Terremoto in Adriatico. Di Toro: “Una fortuna che l’epicentro sia stato in mare”
Il 9 novembre alle 7.27 del mattino una scossa di terremoto di magnitudo 5.7 avvenuta al largo della costa marchigiano-pesarese è stata distintamente avvertita in molte aree del Centro e del Nord Italia. Il fatto che l’epicentro sia stato lontano dalla terraferma e che il sisma abbia avuto una profondità di otto chilometri ha contribuito a limitare i danni e a evitare che ci fossero conseguenze per le persone, ma l’evento ci ricorda ancora una volta che l’Italia è un Paese sismico e che occorrono regole stringenti per garantire la sicurezza degli edifici, soprattutto nelle aree più a rischio.
“L’evento fa parte della storia sismica di questa area del nostro Paese.

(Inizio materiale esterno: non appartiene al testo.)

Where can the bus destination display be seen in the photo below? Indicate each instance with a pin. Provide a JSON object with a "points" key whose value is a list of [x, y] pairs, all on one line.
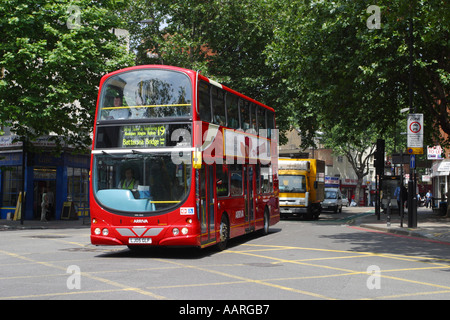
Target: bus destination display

Nel 1930 ci fu un terremoto di magnitudo simile che però provocò una ventina di vittime, probabilmente perché l’epicentro era più vicino alla costa. In questo caso invece l’epicentro è localizzato a circa 30 chilometri al largo di Fano”, ha spiegato Giulio Di Toro, professore ordinario del Dipartimento di Geoscienze dell’Università di Padova e tra i maggiori esperti internazionali in questo ambito di studi.
“I terremoti che avvengono nell’area costiera adriatica sono di tipo compressivo, cioè delle faglie inverse dove alcune rocce risalgono verso l’alto. Questo tipo di terremoti in Italia sono generalmente localizzati al fronte delle catene. Le Marche sono particolarmente sfortunate da questo punto di vista perché sono caratterizzate anche da terremoti di tipo distensivo dove un blocco scende rispetto all’altro: sono i classici terremoti appenninici, come quello del 2016”, prosegue il professor Di Toro.
“Un terremoto di questa magnitudo ci deve ricordare che il nostro è un Paese sismico e occorre costruire sempre rispettando la normativa in vigore e magari investendo per rinforzare le nostre abitazioni”, osserva il docente.
Il Dipartimento di Geoscienze svolge attività di ricerca sui terremoti, anche a fini applicativi, avvalendosi di tecnologie molto avanzate.
“Lo facciamo con un approccio multidisciplinare che prevede sia studi di terreno sia lo studio di campioni con diverse tecniche e attrezzature, dalle analisi microanalitiche fino all’uso di una macchina unica in Europa che consente di ricostruire e riprodurre quello che avviene in una faglia in presenza anche di fluidi. Dagli esperimenti di labatorio otteniamo dei dati che riguardano come le rocce rispondono durante il ciclo sismico e sono informazioni fondamentali anche per aspetti applicativi in un’ottica di sviluppo sostenibile”, osserva il professor Di Toro con riferimento alla geotermia.
Ma non solo. “Abbiamo dei colleghi che si occupano di come i terremoti parlano tra loro durante le sequenze sismiche, come si propagano le onde e che effetti hanno sulle strutture. Una parte fondamentale dello studio dei terremoti riguarda infatti il rischio, cioè l’esposizione che abbiamo noi come esseri umani anche in riferimento a tutte le infrastrutture e gli edifici delle nostre società”.
“Da questo punto di vista il Dipartimento è unico nel panorama nazionale. Abbiamo una copertura che riguarda sia lo studio fisico e geologico della sorgente sismica, la propagazione delle onde, fino ad arrivare agli effetti sulle strutture”, conclude il professor Di Toro.